3. Productization is a necessary condition for large model commercialization. Despite creating numerous general-purpose and industry-specific large models, without substantial productization outcomes, they cannot be transformed into practical value and economic benefits. What "changes the world" isn't large models themselves, but various products. Countless applications like HeyGen that help developers transition from prototyping to productization while reducing trial-and-error costs will become the most crucial move for large model providers.
4. Business barriers are built on essential scenarios + strong domain knowledge/data + software engineering. HeyGen's commercialization challenges demonstrate that neither large models nor products alone constitute barriers, as these can be easily replicated. Instead, industry-specific knowledge/data, large-scale software engineering process control, and cost-efficiency improvements—enabling deep scenario-specific development, rapid iteration, and optimization—align with AI's technical characteristics and ensure successful commercialization.
Several developers working on large model applications in the industry have independently shared a common insight: first identify the application scenario, then optimize the product and service. In other words, map out the commercialization path upfront, ensure your competitive moat is established, and only then focus on solid product development—this approach keeps anxiety at bay.

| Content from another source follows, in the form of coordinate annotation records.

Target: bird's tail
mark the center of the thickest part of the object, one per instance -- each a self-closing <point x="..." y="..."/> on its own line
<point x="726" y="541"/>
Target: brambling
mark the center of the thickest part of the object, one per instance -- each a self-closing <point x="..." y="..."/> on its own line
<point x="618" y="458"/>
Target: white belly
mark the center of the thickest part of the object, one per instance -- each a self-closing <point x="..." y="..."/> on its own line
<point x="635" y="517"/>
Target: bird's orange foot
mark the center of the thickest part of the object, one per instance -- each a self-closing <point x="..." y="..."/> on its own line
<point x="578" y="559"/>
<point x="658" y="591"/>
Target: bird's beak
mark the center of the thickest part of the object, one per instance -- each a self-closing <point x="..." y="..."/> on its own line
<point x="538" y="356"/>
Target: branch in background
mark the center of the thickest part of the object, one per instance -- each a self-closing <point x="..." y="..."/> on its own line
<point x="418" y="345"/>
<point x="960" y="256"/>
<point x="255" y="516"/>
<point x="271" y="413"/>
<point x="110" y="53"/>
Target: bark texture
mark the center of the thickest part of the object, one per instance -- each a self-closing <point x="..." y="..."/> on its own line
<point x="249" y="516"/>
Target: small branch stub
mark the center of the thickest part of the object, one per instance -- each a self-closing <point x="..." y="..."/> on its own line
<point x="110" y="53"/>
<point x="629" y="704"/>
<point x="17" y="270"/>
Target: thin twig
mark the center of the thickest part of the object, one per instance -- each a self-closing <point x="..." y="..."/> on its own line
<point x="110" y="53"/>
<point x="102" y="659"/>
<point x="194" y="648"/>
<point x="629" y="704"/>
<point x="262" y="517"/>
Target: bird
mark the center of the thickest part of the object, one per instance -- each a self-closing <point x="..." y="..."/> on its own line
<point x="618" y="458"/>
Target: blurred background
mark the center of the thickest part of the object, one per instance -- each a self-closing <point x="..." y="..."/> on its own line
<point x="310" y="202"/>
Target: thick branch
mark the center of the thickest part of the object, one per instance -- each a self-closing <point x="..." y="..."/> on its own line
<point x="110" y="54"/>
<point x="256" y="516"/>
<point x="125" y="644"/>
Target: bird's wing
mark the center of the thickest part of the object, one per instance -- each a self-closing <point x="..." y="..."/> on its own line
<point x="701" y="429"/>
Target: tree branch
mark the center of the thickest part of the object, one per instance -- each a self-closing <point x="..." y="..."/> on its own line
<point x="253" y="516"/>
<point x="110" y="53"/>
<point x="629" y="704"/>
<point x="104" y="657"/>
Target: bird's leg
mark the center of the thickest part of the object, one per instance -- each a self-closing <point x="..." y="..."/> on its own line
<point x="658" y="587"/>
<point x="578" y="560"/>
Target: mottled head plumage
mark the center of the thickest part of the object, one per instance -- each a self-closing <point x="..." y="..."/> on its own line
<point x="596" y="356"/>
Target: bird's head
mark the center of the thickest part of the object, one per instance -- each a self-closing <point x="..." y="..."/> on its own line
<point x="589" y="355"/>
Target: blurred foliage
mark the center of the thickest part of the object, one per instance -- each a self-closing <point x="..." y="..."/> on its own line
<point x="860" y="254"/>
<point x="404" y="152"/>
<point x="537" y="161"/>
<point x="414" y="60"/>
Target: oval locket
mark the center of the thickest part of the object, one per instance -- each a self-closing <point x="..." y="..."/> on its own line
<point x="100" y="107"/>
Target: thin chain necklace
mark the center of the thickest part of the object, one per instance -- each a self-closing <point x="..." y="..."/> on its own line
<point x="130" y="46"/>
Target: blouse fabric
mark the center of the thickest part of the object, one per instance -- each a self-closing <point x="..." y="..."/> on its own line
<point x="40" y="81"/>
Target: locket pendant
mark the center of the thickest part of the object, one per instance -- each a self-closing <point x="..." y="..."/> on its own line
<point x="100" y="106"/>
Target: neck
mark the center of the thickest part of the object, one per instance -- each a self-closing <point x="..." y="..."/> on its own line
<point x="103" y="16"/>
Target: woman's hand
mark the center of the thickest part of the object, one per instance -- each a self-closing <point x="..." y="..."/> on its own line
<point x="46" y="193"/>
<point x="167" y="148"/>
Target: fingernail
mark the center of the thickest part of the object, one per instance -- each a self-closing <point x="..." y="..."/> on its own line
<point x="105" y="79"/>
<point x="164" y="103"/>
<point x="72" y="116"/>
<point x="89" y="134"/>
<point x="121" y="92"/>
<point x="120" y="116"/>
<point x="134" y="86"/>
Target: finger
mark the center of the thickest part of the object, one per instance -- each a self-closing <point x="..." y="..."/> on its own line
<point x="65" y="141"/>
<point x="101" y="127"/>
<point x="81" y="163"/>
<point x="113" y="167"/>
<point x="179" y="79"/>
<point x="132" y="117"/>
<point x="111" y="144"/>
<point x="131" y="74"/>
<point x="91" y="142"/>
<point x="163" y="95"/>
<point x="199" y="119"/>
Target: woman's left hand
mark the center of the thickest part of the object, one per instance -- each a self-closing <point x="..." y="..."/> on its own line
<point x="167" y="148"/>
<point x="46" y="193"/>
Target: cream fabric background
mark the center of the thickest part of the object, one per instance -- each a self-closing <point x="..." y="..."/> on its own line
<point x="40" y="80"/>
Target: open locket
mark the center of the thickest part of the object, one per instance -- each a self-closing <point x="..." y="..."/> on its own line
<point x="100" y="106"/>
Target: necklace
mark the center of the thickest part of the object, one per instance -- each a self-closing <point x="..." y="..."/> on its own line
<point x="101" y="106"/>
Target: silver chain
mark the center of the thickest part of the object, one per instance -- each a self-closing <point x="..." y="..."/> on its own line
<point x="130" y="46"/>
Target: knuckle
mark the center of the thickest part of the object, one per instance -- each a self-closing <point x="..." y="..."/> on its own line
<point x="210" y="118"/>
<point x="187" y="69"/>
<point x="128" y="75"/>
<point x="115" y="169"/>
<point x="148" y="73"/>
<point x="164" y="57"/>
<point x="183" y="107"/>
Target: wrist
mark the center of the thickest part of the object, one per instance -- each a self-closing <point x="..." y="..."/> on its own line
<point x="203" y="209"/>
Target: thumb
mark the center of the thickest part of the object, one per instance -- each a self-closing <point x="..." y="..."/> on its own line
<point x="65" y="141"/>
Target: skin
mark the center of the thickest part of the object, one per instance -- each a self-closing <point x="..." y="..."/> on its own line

For example, a ToC homestay large model addresses the delicate balance in guest interactions. When property managers intervene too much, it feels intrusive and boundary-crossing; when they intervene too little, the service lacks value and fails to resolve issues promptly. A voice-interaction assistant powered by a large model serves as an effective buffer between guests and managers, delivering just the right level of service. Additionally, activities like dining, entertainment, and shopping during the guest's stay revolve around their accommodation. By leveraging the homestay large model to provide high-quality, reliable recommendations, it unlocks potential for commercial conversions.
A ToB financial large model developer also noted that the diverse needs within enterprise organizations cannot be met by a single generic, standardized software product. Therefore, ToB large model ventures must combine business analysis consulting with hands-on software development to truly serve clients well. Streamlining and automating AI software development is critical for cost control—relying on teams of PhDs to manually code for every project is unsustainable.
Deep insights into business and scenarios, as well as understanding the industry and customers, are far more challenging than mastering algorithms or technical skills. These are the core competencies that developers should prioritize the most.
Finally, I'd like to say that although large models have become extremely popular, there's no need to rush into worrying about 'bubbles' or fearing 'chasing highs.' This is just the beginning.
Survey reports from international consulting agencies show that 65% of respondents currently use generative AI occasionally or rarely, while about 90% of respondents believe AI should be used 'frequently or always.'
This means that public acceptance of machine learning and generative AI (Gen AI) is high, but actual penetration rates remain low. Phenomenal Gen AI products like Miaoya and HeyGen have undoubtedly taken a big step forward, but they alone are far from enough.
Popular AIGC applications represent only a small fraction of the value potential of AI and large models. The fact that no business model has been proven viable in the long term precisely indicates that there remains ample room for pioneers and builders to explore and develop on this new technological frontier.